Откуда она все это знает, подумала я. Обо мне ей тоже многое было известно, не успела я еще ступить на порог камеры. И какой у меня срок, и за что. После реплики Агаты лицо Лены залилось краской, а потом она, повернув голову в сторону Агаты, с умилением спросила:
– А ты здесь за что, подруга? На базаре своим салом торговала?
Не говоря ни слова, Агата подскочила к ней, собираясь по привычке отправить Москвичку в нокаут, но та уклонилась, и удар пришелся в воздух. Лицо Агаты пошло кирпичными пятнами. Наклонив голову, она как разъяренный зверь ринулась в атаку. Завязалась борьба. Шансов у Лены не было никаких, вскоре Агата уже сидела верхом на ней и мутузила ее головой об пол. Я с ужасом думала, что сию минуту Лена умрет. В душе я чувствовала себя виноватой за то, что спровоцировала эту драку. Черт меня дернул вмешиваться. Про себя я молилась, чтобы шум дошел до надзирательницы. Если бы ее вызвала я, для меня бы это добром не кончилось.
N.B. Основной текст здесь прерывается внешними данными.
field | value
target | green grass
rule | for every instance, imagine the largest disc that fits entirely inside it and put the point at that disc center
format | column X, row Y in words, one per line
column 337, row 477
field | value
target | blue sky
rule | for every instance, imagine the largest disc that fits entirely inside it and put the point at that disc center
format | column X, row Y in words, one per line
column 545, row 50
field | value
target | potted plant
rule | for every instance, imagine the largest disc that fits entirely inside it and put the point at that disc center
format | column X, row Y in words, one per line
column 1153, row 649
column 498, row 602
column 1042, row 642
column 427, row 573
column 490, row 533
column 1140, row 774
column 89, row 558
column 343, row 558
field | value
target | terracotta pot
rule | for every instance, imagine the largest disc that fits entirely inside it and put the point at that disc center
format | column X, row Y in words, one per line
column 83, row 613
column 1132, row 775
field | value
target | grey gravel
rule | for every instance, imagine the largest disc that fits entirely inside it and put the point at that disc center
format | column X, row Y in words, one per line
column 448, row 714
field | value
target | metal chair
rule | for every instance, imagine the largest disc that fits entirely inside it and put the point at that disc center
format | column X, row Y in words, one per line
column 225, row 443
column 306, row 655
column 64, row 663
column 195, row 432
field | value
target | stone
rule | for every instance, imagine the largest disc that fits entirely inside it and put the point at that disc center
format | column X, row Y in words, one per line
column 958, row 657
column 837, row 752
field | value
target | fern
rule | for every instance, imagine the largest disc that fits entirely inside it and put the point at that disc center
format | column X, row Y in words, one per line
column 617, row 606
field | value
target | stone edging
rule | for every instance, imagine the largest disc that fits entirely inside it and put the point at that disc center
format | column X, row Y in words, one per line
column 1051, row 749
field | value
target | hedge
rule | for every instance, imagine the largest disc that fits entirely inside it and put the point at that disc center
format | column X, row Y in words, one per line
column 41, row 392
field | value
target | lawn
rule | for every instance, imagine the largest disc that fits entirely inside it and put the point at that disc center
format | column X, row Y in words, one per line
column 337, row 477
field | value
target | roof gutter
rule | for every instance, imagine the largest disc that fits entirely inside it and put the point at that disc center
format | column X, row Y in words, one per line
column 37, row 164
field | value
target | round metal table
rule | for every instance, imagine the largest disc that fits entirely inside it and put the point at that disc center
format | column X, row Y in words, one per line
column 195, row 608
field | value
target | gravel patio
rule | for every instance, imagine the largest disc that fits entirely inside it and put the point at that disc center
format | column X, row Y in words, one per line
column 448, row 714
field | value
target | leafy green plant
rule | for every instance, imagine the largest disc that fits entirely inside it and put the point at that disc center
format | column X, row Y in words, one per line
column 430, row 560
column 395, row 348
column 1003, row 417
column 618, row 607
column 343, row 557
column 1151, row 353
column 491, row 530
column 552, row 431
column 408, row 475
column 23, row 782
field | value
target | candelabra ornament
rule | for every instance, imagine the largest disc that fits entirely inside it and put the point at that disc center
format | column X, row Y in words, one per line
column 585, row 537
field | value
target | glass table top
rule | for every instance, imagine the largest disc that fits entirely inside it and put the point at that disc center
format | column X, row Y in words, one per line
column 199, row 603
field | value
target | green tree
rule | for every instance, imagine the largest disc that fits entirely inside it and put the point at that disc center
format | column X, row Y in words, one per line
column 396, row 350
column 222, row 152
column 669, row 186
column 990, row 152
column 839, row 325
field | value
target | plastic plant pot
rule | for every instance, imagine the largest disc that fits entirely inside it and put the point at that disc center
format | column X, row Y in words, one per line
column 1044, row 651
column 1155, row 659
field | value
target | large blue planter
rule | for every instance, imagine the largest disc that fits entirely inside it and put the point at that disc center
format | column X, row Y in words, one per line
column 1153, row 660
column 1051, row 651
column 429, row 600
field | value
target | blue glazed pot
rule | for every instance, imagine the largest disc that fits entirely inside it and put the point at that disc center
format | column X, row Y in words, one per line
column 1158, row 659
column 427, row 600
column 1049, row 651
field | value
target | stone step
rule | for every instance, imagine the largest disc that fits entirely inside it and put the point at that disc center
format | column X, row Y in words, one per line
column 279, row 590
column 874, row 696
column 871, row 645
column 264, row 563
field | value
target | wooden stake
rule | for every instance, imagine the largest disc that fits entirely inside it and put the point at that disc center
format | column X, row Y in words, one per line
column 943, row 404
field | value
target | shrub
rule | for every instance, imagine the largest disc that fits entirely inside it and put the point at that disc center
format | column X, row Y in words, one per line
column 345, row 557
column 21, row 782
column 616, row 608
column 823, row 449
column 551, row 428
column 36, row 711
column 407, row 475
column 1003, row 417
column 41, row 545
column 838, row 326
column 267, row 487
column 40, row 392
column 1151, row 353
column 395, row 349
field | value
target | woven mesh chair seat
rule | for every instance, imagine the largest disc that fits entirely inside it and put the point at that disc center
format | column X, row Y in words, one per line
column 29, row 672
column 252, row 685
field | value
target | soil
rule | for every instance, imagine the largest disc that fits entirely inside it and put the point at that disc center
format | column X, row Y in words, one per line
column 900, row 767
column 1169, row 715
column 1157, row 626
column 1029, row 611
Не стоило злоупотреблять установившимися добрыми отношениями с Агатой, все же она была непредсказуема. Ей были не чужды не только переживания в стиле Скарлетт, материнское сердце, но и небывалая жестокость. Я попыталась разнять дерущихся женщин, однако Агата отмахивалась от меня как от назойливой мухи. Наконец, оторвавшись на минуту от истерзанной Лены, она со злостью огрызнулась:
– Отвали, Дарья, а не то и тебе достанется!
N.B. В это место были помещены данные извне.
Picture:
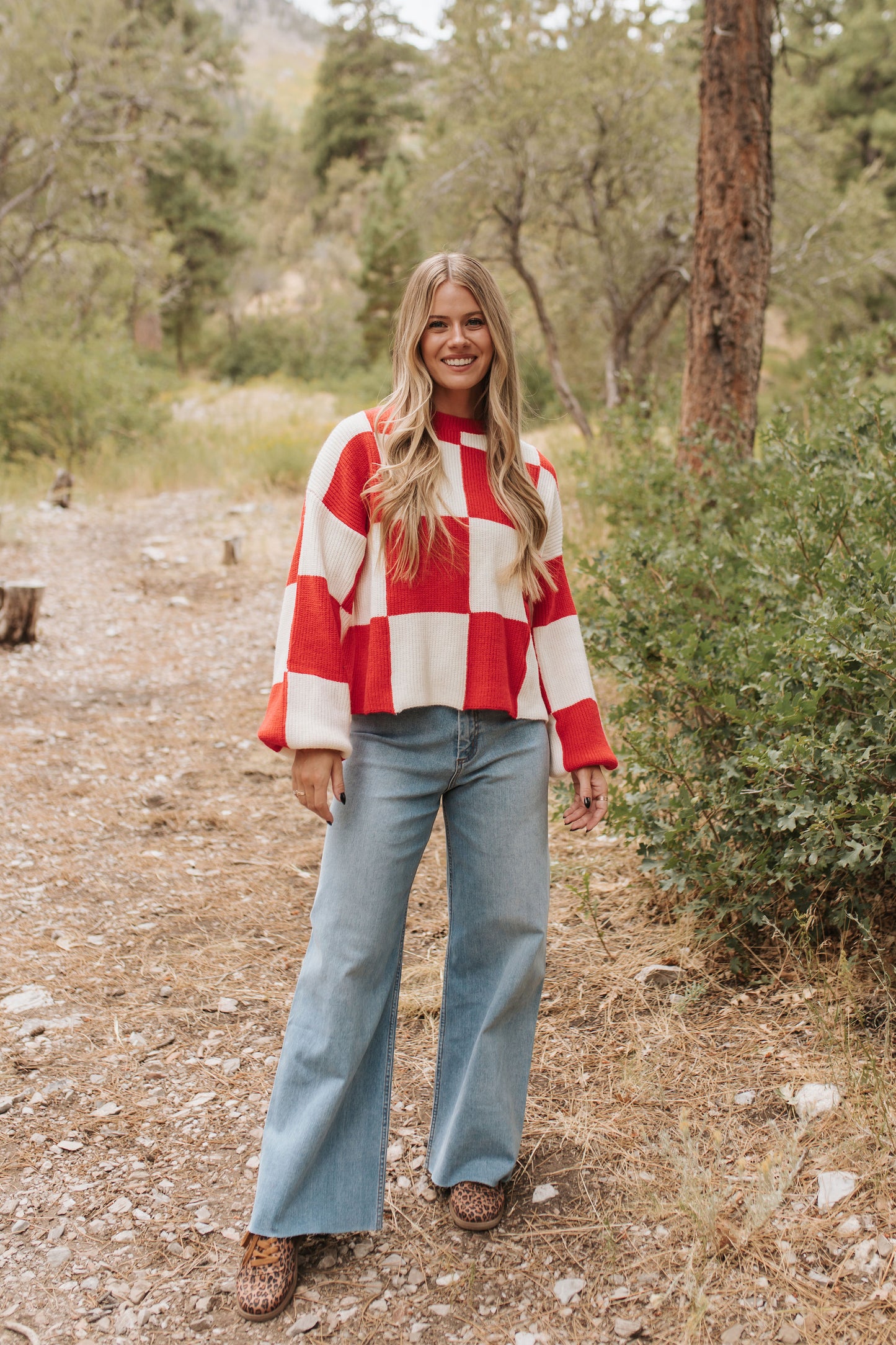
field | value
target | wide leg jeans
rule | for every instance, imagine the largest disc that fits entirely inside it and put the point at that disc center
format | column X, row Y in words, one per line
column 323, row 1160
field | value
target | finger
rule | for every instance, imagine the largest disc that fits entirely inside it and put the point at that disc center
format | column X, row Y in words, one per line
column 319, row 802
column 339, row 783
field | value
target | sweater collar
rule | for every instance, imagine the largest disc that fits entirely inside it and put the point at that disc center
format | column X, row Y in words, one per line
column 451, row 427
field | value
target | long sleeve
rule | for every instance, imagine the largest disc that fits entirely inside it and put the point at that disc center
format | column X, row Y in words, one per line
column 309, row 704
column 577, row 738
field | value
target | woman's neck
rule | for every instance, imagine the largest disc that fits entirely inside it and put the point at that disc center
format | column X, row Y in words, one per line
column 463, row 403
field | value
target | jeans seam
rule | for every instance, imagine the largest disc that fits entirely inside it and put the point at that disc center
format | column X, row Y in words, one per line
column 437, row 1079
column 388, row 1086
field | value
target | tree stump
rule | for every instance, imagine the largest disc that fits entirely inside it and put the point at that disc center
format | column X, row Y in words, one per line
column 19, row 607
column 61, row 490
column 233, row 547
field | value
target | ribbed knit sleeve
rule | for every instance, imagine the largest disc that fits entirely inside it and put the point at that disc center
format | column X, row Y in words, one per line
column 577, row 738
column 309, row 704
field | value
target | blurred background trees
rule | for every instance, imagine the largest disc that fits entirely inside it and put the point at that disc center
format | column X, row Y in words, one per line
column 241, row 190
column 197, row 193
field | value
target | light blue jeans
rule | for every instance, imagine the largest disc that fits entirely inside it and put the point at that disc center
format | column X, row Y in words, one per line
column 323, row 1161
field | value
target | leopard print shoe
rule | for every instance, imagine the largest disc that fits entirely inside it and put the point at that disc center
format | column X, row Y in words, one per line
column 476, row 1207
column 267, row 1281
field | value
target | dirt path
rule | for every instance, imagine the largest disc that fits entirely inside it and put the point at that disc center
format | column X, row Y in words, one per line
column 155, row 887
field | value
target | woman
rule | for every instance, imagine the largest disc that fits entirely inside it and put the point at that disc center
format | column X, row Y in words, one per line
column 429, row 653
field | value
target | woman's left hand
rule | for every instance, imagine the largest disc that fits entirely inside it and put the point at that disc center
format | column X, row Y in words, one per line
column 590, row 803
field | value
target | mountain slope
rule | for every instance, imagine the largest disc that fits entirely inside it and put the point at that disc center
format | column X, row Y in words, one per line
column 281, row 47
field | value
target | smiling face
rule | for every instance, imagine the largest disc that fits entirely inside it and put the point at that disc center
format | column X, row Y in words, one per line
column 457, row 349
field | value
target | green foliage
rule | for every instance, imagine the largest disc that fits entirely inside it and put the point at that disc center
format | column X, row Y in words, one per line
column 389, row 248
column 303, row 346
column 365, row 93
column 93, row 96
column 65, row 400
column 748, row 617
column 264, row 346
column 189, row 194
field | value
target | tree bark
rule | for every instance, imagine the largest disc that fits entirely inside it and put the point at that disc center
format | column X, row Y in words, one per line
column 732, row 236
column 19, row 607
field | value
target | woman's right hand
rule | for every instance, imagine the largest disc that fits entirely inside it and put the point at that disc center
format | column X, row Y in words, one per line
column 313, row 770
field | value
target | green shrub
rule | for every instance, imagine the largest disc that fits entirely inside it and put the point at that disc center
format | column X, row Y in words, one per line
column 63, row 400
column 750, row 618
column 311, row 346
column 264, row 346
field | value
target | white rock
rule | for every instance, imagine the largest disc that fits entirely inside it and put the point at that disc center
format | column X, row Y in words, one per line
column 544, row 1192
column 307, row 1323
column 200, row 1099
column 812, row 1099
column 659, row 974
column 866, row 1259
column 26, row 999
column 108, row 1109
column 567, row 1289
column 835, row 1187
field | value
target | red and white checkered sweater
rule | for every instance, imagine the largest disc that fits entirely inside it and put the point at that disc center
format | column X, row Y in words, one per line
column 353, row 641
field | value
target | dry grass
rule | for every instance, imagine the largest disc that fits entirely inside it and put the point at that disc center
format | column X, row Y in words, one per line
column 149, row 842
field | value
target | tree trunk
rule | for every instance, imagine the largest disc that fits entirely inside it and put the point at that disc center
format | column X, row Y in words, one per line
column 732, row 236
column 19, row 607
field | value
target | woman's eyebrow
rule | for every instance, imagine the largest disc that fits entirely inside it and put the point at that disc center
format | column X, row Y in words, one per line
column 474, row 313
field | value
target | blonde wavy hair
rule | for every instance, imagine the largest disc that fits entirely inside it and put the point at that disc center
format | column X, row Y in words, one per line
column 406, row 489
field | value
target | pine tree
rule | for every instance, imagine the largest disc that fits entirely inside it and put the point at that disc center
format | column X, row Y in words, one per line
column 389, row 248
column 366, row 89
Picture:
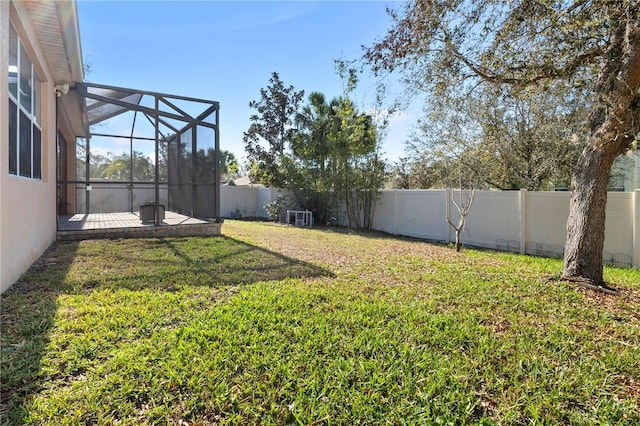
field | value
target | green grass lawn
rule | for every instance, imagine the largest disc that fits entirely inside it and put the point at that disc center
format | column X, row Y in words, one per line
column 276, row 325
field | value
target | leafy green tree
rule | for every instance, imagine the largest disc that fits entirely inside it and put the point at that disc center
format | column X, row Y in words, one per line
column 271, row 131
column 326, row 154
column 228, row 164
column 445, row 45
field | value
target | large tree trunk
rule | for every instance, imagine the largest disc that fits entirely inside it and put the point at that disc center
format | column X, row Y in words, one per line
column 585, row 226
column 613, row 127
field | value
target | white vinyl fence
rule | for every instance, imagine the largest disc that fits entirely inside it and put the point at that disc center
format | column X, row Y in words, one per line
column 519, row 221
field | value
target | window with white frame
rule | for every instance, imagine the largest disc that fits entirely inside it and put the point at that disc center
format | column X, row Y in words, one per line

– Да ты ж ее до смерти забьешь!
– Не забью, – успокоила она меня. – Русский лоб крепок!
Наконец Агата угомонилась, решив, что той уже достаточно. Москвичка попыталась подняться, опершись о край нар. Сидя на полу, она постаралась привести себя в порядок, беспомощным жестом приглаживая растрепанные волосы. При виде этого жеста я почувствовала комок в горле. К тому же один глаз у нее начал заплывать со страшной скоростью, и вскоре она уже не могла поднять веко.
Намочив холодной водой носовой платок, я протянула ей, чтобы она могла себе сделать компресс. Агата же приступила к вразумлению новенькой:
– У нас тут полная солидарность, все мы дежурили по справедливости, но теперь, когда появилась такая стерва, говно за нас будет выносить она.
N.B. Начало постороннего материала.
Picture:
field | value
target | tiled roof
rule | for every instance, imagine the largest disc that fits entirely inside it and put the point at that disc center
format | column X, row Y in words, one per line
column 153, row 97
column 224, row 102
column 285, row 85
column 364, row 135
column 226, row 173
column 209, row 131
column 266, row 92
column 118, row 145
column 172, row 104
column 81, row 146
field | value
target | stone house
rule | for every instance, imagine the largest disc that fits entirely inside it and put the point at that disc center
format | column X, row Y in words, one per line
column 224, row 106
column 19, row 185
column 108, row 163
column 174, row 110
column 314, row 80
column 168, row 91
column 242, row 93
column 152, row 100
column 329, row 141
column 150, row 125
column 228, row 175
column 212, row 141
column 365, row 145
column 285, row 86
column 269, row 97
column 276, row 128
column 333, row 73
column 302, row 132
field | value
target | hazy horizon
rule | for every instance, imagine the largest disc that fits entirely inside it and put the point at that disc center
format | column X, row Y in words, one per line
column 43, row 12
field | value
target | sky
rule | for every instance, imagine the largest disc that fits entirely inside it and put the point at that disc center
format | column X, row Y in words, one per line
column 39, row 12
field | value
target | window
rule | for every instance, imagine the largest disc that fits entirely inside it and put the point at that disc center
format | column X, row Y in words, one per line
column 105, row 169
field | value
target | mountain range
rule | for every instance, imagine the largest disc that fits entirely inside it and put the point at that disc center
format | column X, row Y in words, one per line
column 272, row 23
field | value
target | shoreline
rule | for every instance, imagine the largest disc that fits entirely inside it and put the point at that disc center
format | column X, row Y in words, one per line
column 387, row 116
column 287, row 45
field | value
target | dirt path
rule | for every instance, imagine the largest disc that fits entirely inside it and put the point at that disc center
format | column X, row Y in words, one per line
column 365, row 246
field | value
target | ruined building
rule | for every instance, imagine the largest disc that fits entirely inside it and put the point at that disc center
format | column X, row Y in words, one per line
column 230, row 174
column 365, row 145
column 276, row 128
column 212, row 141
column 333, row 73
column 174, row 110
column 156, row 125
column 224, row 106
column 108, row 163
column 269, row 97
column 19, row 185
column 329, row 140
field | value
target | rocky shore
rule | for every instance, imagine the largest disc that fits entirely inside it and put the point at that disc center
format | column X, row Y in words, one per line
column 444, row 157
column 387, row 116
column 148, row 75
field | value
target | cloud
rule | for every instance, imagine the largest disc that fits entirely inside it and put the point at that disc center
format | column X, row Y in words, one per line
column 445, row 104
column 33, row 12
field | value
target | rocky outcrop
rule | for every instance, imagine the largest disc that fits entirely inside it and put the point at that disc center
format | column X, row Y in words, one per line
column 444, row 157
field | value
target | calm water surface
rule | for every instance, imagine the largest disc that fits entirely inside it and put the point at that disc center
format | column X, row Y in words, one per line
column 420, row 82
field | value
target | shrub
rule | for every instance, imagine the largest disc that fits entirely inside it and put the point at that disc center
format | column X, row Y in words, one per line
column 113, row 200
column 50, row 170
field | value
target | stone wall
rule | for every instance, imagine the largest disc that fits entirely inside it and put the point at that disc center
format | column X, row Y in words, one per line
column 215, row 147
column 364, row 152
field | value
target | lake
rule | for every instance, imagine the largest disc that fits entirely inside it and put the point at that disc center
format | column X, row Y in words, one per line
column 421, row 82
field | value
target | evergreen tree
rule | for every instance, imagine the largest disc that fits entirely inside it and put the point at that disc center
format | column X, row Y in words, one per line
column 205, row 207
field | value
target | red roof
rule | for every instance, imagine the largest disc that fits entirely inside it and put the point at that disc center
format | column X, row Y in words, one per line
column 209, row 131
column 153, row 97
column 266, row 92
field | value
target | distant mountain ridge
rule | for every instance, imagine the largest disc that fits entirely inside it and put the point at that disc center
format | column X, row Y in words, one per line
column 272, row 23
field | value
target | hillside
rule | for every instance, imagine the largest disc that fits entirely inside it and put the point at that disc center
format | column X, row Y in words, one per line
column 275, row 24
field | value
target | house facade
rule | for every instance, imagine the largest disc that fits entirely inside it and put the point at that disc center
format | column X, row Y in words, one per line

Лена сидела молча за столом с компрессом на глазу.
– Ну ты, стерва, слышала?
Москвичка продолжала молчать. Испугавшись, что это молчание снова может вывести из себя Агату, я сказала:
– Агата, она тоже человек.
– Стерва она, а не человек, – повторила Агата.
– Я тоже могла бы так думать о тебе! – выкрикнула я, мне было уже все равно.
Между бровями у Агаты появилось красное пятно, под кожей заходили желваки. И все же она не отважилась ударить меня.
– Знаешь, Дарья, жаль мне тебя, – только и сказала она.
Забравшись на свои нары, Агата повернулась лицом к стене. Мысленно я окрестила это положение «кит на песке». Меня всю трясло, наверное, сейчас я бы не смогла влезть к себе наверх, в ногах была противная слабость. Не хотелось мне, однако, и подсаживаться к Лене, и так я уже заварила кашу. Поэтому я просто вышла из камеры, мысленно благословляя новые предписания, которые позволяли заключенным свободно перемещаться вплоть до отбоя.
Когда я вернулась, в камере была уже вторая новенькая. Невысокая, миниатюрная женщина, лет тридцати на вид. Стоя посередине камеры, она показывала свои шрамы на руках и рассказывала о пожаре на ферме по разведению кур.
Пожар начался ночью и вконец разорил ее и мужа. Вдобавок ко всему, после дотошного следствия суд пришел к выводу, что это они сами подожгли строения, чтобы обмануть кредитовавший их банк, а на деньги от страховки поставить новые курятники. Несушек в момент пожара в курятнике не было, как засвидетельствовали понятые, только перья, якобы для введения в заблуждение следствия. Куры потом отыскались на другой ферме, куда их якобы отдали на сохранение. Кто-то накатал на них донос. Понаехало людей из прокуратуры, они подсчитали, сколько этих кур у соседей, и вышло, что ровно наполовину больше, чем нужно. Вот такие завистливые люди, злились, что им удалось разбогатеть. Но ведь это только благодаря тому, что вкалывали как проклятые, порой отказывая себе во всем. А нынешний суд такой же несправедливый, как и во времена коммуняк. То, в чем их обвинили, явная чепуха, не правда ли? Ну зачем ей было свои руки портить?